Single by Russ featuring Bia

from the album Shake the Snow Globe
- Released: October 17, 2019
- Length: 2:40
- Label: Diemon; Columbia;
- Songwriters: Russell Vitale; Matthew Samuels; Jahaan Sweet; Bianca Landrau; Jonathan Smith; Craig Love; Donnell Prince; Jamal Glaze; LaMarquis Jefferson; Lawrence Edwards;
- Producers: Boi-1da; Sweet;

Russ singles chronology
| "Old Days" (2019) | "Best on Earth" (2019) | "Give Up" (2020) |

Bia singles chronology
| "One Minute Run" (2019) | "Best on Earth" (2019) | "Free Bia (1st Day Out)" (2020) |

Music video
- "Best on Earth" on YouTube

= Best on Earth =

Song by Russ featuring BIA

"Best on Earth" (stylized in all caps) is a song by American rapper Russ featuring rapper Bia.
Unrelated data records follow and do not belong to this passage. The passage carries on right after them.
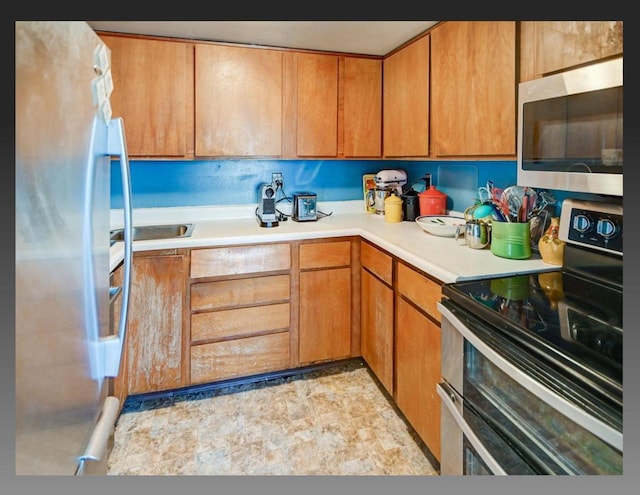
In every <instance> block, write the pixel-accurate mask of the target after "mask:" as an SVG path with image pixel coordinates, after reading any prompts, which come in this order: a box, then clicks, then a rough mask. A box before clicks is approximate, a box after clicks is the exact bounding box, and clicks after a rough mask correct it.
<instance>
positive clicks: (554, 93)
mask: <svg viewBox="0 0 640 495" xmlns="http://www.w3.org/2000/svg"><path fill="white" fill-rule="evenodd" d="M622 66H623V59H622V58H616V59H613V60H608V61H605V62H600V63H596V64H593V65H589V66H585V67H581V68H578V69H574V70H570V71H566V72H561V73H558V74H555V75H551V76H547V77H542V78H540V79H534V80H532V81H527V82H523V83H520V85H519V88H518V172H517V176H518V177H517V182H518V185H523V186H530V187H538V188H541V189H557V190H563V191H575V192H583V193H593V194H605V195H612V196H622V182H623V181H622V162H623V158H622V150H623V70H622Z"/></svg>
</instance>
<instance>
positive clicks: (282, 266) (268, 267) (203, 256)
mask: <svg viewBox="0 0 640 495" xmlns="http://www.w3.org/2000/svg"><path fill="white" fill-rule="evenodd" d="M290 267H291V247H290V246H289V244H265V245H257V246H235V247H219V248H211V249H194V250H192V251H191V278H202V277H218V276H222V275H238V274H243V273H259V272H269V271H277V270H288V269H289V268H290Z"/></svg>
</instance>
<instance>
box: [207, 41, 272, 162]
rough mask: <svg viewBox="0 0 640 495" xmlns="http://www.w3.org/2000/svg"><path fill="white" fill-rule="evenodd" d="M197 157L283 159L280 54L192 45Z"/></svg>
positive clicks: (257, 49)
mask: <svg viewBox="0 0 640 495" xmlns="http://www.w3.org/2000/svg"><path fill="white" fill-rule="evenodd" d="M195 58H196V69H195V88H196V89H195V99H196V103H195V114H196V121H195V126H196V130H195V141H196V151H195V152H196V155H198V156H280V155H281V154H282V88H283V72H282V71H283V55H282V52H281V51H275V50H262V49H256V48H244V47H229V46H217V45H204V44H196V53H195Z"/></svg>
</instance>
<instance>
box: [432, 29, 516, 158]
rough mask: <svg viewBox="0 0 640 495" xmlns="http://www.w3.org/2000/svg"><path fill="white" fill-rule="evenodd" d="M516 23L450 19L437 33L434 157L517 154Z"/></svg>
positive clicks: (432, 113) (434, 73)
mask: <svg viewBox="0 0 640 495" xmlns="http://www.w3.org/2000/svg"><path fill="white" fill-rule="evenodd" d="M516 82H517V81H516V23H515V21H447V22H444V23H441V24H439V25H438V26H436V27H435V28H434V29H433V30H432V31H431V140H432V143H431V146H432V147H431V151H432V156H434V157H456V156H515V154H516Z"/></svg>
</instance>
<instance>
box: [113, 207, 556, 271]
mask: <svg viewBox="0 0 640 495" xmlns="http://www.w3.org/2000/svg"><path fill="white" fill-rule="evenodd" d="M279 209H280V210H281V211H283V212H285V213H290V212H289V211H288V210H287V209H286V207H284V206H283V207H279ZM318 210H319V211H322V212H325V213H331V215H330V216H326V217H321V218H319V219H318V220H317V221H315V222H295V221H293V220H292V219H289V220H287V221H284V222H280V223H279V225H278V226H275V227H270V228H266V227H261V226H260V225H259V223H258V221H257V220H256V217H255V214H254V212H255V205H242V206H222V207H215V206H207V207H178V208H145V209H134V211H133V225H134V226H140V225H162V224H172V223H193V224H194V229H193V233H192V235H191V236H190V237H185V238H173V239H162V240H148V241H136V242H134V245H133V250H134V252H135V251H149V250H156V249H172V248H198V247H213V246H227V245H237V244H255V243H267V242H269V243H271V242H282V241H292V240H300V239H317V238H325V237H341V236H353V235H359V236H361V237H362V238H364V239H367V240H369V241H371V242H373V243H374V244H376V245H378V246H379V247H381V248H382V249H385V250H387V251H388V252H390V253H392V254H394V255H395V256H397V257H398V258H400V259H402V260H404V261H406V262H407V263H409V264H410V265H413V266H414V267H416V268H418V269H420V270H423V271H424V272H426V273H428V274H430V275H431V276H433V277H435V278H437V279H439V280H441V281H442V282H444V283H449V282H456V281H462V280H472V279H479V278H488V277H494V276H506V275H517V274H524V273H531V272H541V271H555V270H558V269H560V267H558V266H555V265H550V264H547V263H545V262H543V261H542V260H541V259H540V256H539V255H537V254H535V253H534V254H532V256H531V258H529V259H526V260H512V259H506V258H500V257H498V256H495V255H494V254H493V253H491V250H490V248H488V247H487V248H485V249H471V248H468V247H467V246H466V245H464V240H463V239H458V240H456V239H454V238H453V237H439V236H435V235H431V234H429V233H427V232H424V231H423V230H422V229H421V228H420V227H419V226H418V225H417V224H416V223H415V222H400V223H389V222H386V221H385V219H384V216H383V215H376V214H372V213H367V212H366V211H365V208H364V202H363V201H342V202H331V203H329V202H327V203H322V202H319V203H318ZM451 214H456V215H460V216H462V215H461V214H460V213H459V212H451ZM120 227H122V210H112V212H111V228H112V229H114V228H120ZM123 253H124V249H123V243H122V242H117V243H115V244H114V246H112V248H111V253H110V254H111V256H110V258H111V260H110V261H111V269H112V270H113V269H114V268H115V267H116V266H117V265H118V264H119V263H120V262H121V261H122V257H123Z"/></svg>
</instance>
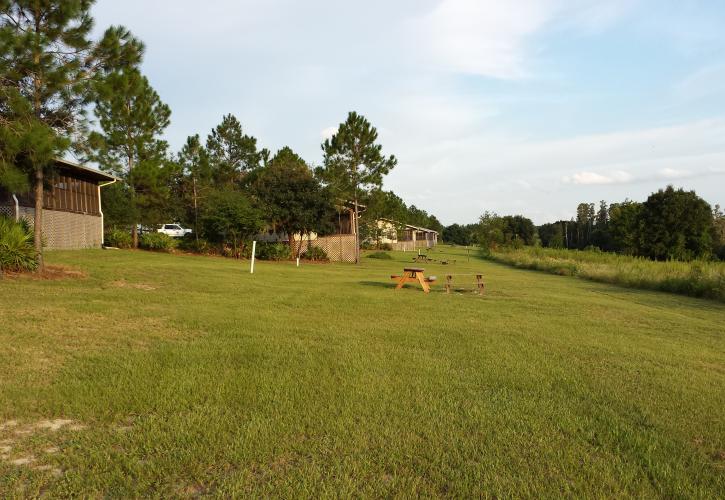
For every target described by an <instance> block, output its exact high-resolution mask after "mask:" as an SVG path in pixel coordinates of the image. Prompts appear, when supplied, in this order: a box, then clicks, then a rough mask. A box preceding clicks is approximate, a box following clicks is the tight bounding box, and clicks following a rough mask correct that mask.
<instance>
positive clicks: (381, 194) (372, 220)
mask: <svg viewBox="0 0 725 500" xmlns="http://www.w3.org/2000/svg"><path fill="white" fill-rule="evenodd" d="M362 203H363V204H364V205H365V212H364V213H363V215H362V217H361V218H360V224H359V226H360V238H361V240H362V241H369V242H375V243H376V244H377V245H378V246H379V244H380V240H381V239H382V238H383V237H388V238H391V239H393V238H396V237H397V236H398V234H397V233H400V232H402V231H403V229H404V227H405V222H406V221H407V218H408V207H407V206H406V205H405V202H403V200H402V199H401V198H400V197H399V196H398V195H396V194H395V193H393V192H392V191H383V190H382V189H372V190H371V191H370V192H369V193H366V196H365V197H364V198H363V199H362ZM381 219H386V220H388V221H390V223H391V224H392V225H393V227H392V228H391V229H388V228H386V226H385V224H382V225H381V224H379V223H378V221H380V220H381ZM381 226H382V227H381ZM388 232H390V233H391V234H387V233H388ZM393 232H394V233H395V234H392V233H393Z"/></svg>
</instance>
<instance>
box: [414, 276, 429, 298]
mask: <svg viewBox="0 0 725 500" xmlns="http://www.w3.org/2000/svg"><path fill="white" fill-rule="evenodd" d="M415 276H416V277H417V278H418V282H419V283H420V286H421V287H422V288H423V291H424V292H425V293H429V292H430V287H429V286H428V283H426V282H425V277H424V276H423V273H415Z"/></svg>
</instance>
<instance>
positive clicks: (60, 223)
mask: <svg viewBox="0 0 725 500" xmlns="http://www.w3.org/2000/svg"><path fill="white" fill-rule="evenodd" d="M0 213H2V214H4V215H8V216H9V217H12V218H15V207H7V206H2V207H0ZM20 217H21V218H24V219H27V220H28V222H30V223H31V224H33V223H34V222H35V210H34V209H32V208H28V207H20ZM102 239H103V223H102V220H101V217H100V216H97V215H85V214H76V213H72V212H61V211H58V210H43V240H44V243H45V248H48V249H50V250H74V249H79V248H99V247H100V246H101V242H102Z"/></svg>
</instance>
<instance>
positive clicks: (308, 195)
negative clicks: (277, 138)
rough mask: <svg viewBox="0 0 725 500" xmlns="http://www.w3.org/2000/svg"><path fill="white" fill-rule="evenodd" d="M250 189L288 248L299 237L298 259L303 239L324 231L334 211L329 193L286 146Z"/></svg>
mask: <svg viewBox="0 0 725 500" xmlns="http://www.w3.org/2000/svg"><path fill="white" fill-rule="evenodd" d="M251 189H252V192H253V193H254V194H255V196H256V197H257V198H258V200H259V202H260V204H261V205H262V206H264V207H265V209H266V213H267V217H268V222H269V223H271V224H273V225H274V226H276V227H278V228H279V229H281V230H282V231H284V232H285V233H287V236H288V238H289V244H290V246H292V245H293V244H294V241H293V240H294V236H295V235H296V234H298V235H300V245H299V247H298V249H297V250H298V256H299V254H300V253H301V251H302V236H303V235H309V233H311V232H320V231H321V230H324V229H325V228H324V223H325V221H327V220H330V219H331V217H332V214H333V213H334V210H335V208H334V206H333V202H332V197H331V196H330V194H329V191H328V190H327V189H325V188H323V187H322V186H321V185H320V183H319V182H318V180H317V179H316V178H315V177H314V175H313V173H312V170H310V168H309V167H308V166H307V164H306V163H305V161H304V160H303V159H302V158H301V157H299V156H298V155H297V154H295V152H294V151H292V150H291V149H290V148H288V147H284V148H282V149H280V150H279V151H278V152H277V154H276V155H275V156H274V158H272V160H270V161H269V164H268V165H267V166H266V167H265V168H263V169H262V170H261V171H260V174H259V176H258V177H257V178H256V179H255V182H254V184H253V185H252V187H251Z"/></svg>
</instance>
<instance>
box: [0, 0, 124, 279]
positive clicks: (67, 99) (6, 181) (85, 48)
mask: <svg viewBox="0 0 725 500" xmlns="http://www.w3.org/2000/svg"><path fill="white" fill-rule="evenodd" d="M92 4H93V1H92V0H13V1H7V0H4V1H0V75H2V81H1V82H0V86H2V90H1V91H0V100H1V101H2V102H0V114H1V115H2V121H3V126H4V127H5V130H4V131H3V137H2V138H0V141H2V143H0V149H2V150H3V154H2V160H1V161H2V163H3V165H0V173H2V174H3V178H4V179H5V183H8V179H10V180H12V181H13V182H14V183H17V181H18V174H19V173H20V172H23V173H24V174H25V175H26V176H27V177H28V179H29V180H30V181H31V182H30V183H31V184H32V185H33V191H34V195H35V223H34V227H35V229H34V244H35V250H36V254H37V257H38V263H39V266H38V269H42V267H43V255H42V251H43V248H42V232H41V231H42V223H43V193H44V188H45V184H46V177H47V176H48V175H52V173H53V165H54V159H55V158H56V157H58V156H61V155H62V154H63V153H64V152H65V151H67V149H68V148H69V147H70V146H71V144H72V143H73V142H74V140H76V139H78V137H79V136H80V135H81V134H82V133H83V132H84V125H85V119H84V118H85V116H84V112H83V111H84V106H85V105H86V103H87V102H88V97H89V87H90V82H91V80H92V78H93V77H94V75H95V74H96V72H97V70H98V69H99V68H101V67H104V66H107V65H109V64H115V63H116V62H117V61H119V60H126V61H132V60H134V59H135V57H136V56H135V55H134V54H135V53H136V50H135V49H136V47H135V45H134V44H133V43H125V42H128V41H129V40H127V39H125V38H124V36H123V35H124V34H125V33H126V32H125V30H123V28H112V29H109V30H107V31H106V34H105V35H104V37H103V39H102V41H101V43H99V44H94V43H93V42H92V41H91V40H90V39H89V35H90V32H91V29H92V27H93V20H92V18H91V16H90V8H91V6H92ZM119 35H120V36H119ZM11 165H12V167H11Z"/></svg>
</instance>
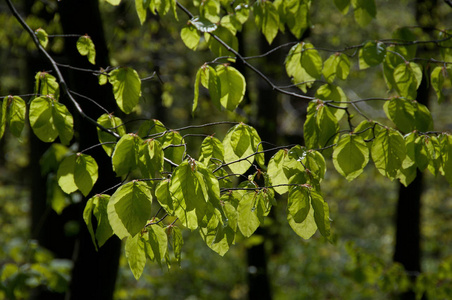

It was released as the fourth single from Russ's fourteenth studio album Shake the Snow Globe (2020) on October 17, 2019. The song was produced by Boi-1da and Jahaan Sweet, and samples "Some Cut" The Lil Jon produced single by American hip hop group Trillville.

==Music video==
A music video was released on November 5, 2019. In it, Russ and Bia are at a party with many women twerking and draped in lingerie. "Russ also covers the basement floor in dollar bills, as he sits down to take in the scene and enjoy some hookah."

== Reception ==
On October 18, 2019, Rihanna took to Instagram to post a video of the song with the captions, "thank you @bia and @russ for my new fav song #BestOnEarth". The two rappers both received a cosign from Rihanna, which they expressed appreciation for. On September 29, 2020, Bia's verse from the record received a nomination for the BET Hip Hop Awards in the “Sweet 16: Best Featured Verse” category. Russ received his first music industry award for the single at the 2021 BMI R&B/Hip-Hop Awards.

==Chart performance==
"Best on Earth" debuted at number 100 on the US Billboard Hot 100 chart, on the week of December 21, 2019. The song became Russ' third and Bia's first to appear on the chart. After climbing the chart for three months, the song reached its peak at number 46 on the week of March 28, 2020. On May 13, 2020, the single was certified platinum by the Recording Industry Association of America (RIAA) for combined sales and streaming units of over a million units in the United States. On April 16, 2025, the single was certified 3× Multi-Platinum.

==Charts==

===Weekly charts===

| Chart (2019–2020) | Peak position |
|---|---|
| New Zealand Hot Singles (RMNZ) | 4 |
| US Billboard Hot 100 | 46 |
| US Hot R&B/Hip-Hop Songs (Billboard) | 22 |
| US Rhythmic Airplay (Billboard) | 1 |

===Year-end charts===

| Chart (2020) | Position |
|---|---|
| US Hot R&B/Hip-Hop Songs (Billboard) | 47 |
| US Rhythmic (Billboard) | 13 |

==Certifications==

| Region | Certification | Certified units/sales |
| Canada (Music Canada) | Gold | 40,000^{‡} |
| New Zealand (RMNZ) | Platinum | 30,000^{‡} |
| United States (RIAA) | 3× Platinum | 3,000,000^{‡} |
^{‡} Sales+streaming figures based on certification alone.